Monday, August 08, 2005

Lister – his bitter battle against bacteria


Following the discovery of anaesthetics, one thing remained terribly wrong with surgery. Around 50% of post-operative wounds became infected; in a few days patients died after the whole blood stream became poisoned. Even the simplest operations, such as lancing an abscess could prove fatal. It did not matter how skilful the surgeon, if infection took hold, the patient died.

In a Glasgow hospital, a brilliant young surgeon named Joseph Lister dedicated his life to fighting this evil. Lister was the son of a Quaker family, an earnest, unassuming and deeply religious man, uninterested in social success or financial reward. Lister did not accept the school of thought that wounds became infected by some mystery gas in the air. He suspected that minute organisms entered wounds. As a meticulous researcher and surgeon, he recognized the relationship between Pasteur's research and his own.
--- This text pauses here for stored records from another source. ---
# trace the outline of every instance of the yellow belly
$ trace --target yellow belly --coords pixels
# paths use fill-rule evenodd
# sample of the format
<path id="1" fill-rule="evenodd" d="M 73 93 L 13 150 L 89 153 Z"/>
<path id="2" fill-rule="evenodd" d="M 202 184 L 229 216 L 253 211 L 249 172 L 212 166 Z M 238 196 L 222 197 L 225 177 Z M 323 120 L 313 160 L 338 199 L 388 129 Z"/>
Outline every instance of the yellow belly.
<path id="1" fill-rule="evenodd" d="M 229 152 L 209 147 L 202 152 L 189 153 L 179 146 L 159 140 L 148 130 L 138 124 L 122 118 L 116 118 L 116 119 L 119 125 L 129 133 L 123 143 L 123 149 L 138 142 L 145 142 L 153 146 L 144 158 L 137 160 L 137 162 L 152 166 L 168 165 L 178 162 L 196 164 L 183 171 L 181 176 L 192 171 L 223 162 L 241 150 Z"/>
He considered that microbes were the likely cause of the wound putrefaction and they had to be destroyed before they entered the wound.

Lister introduced carbolic, a by-product of coal-tar, into the hospital wards and operating room. He dipped his instruments in it; swabs and bandages were rinsed in it. He even sprayed the air around with a fine mist of carbolic while he performed his operations. Using this new technique he found that even terrible fractures and gaping wounds, which inevitably would have become septic under the old treatment, healed in wards under his control.

Lister’s techniques have since evolved into the aseptic techniques of modern surgery with sterilised overalls, caps, masks and rubber gloves; sterilised instruments, operating tables, and theatres. He fought and won against both the bacteria and the prejudices of the times to introduce the vital aseptic advancements.

Quotations from Joseph Lister (1827-1912):

“A scientist’s life is his work.”

“A feeling heart is the first requisite of a surgeon.”

“It is the main object of my life to find out how to procure such a result in all wounds.”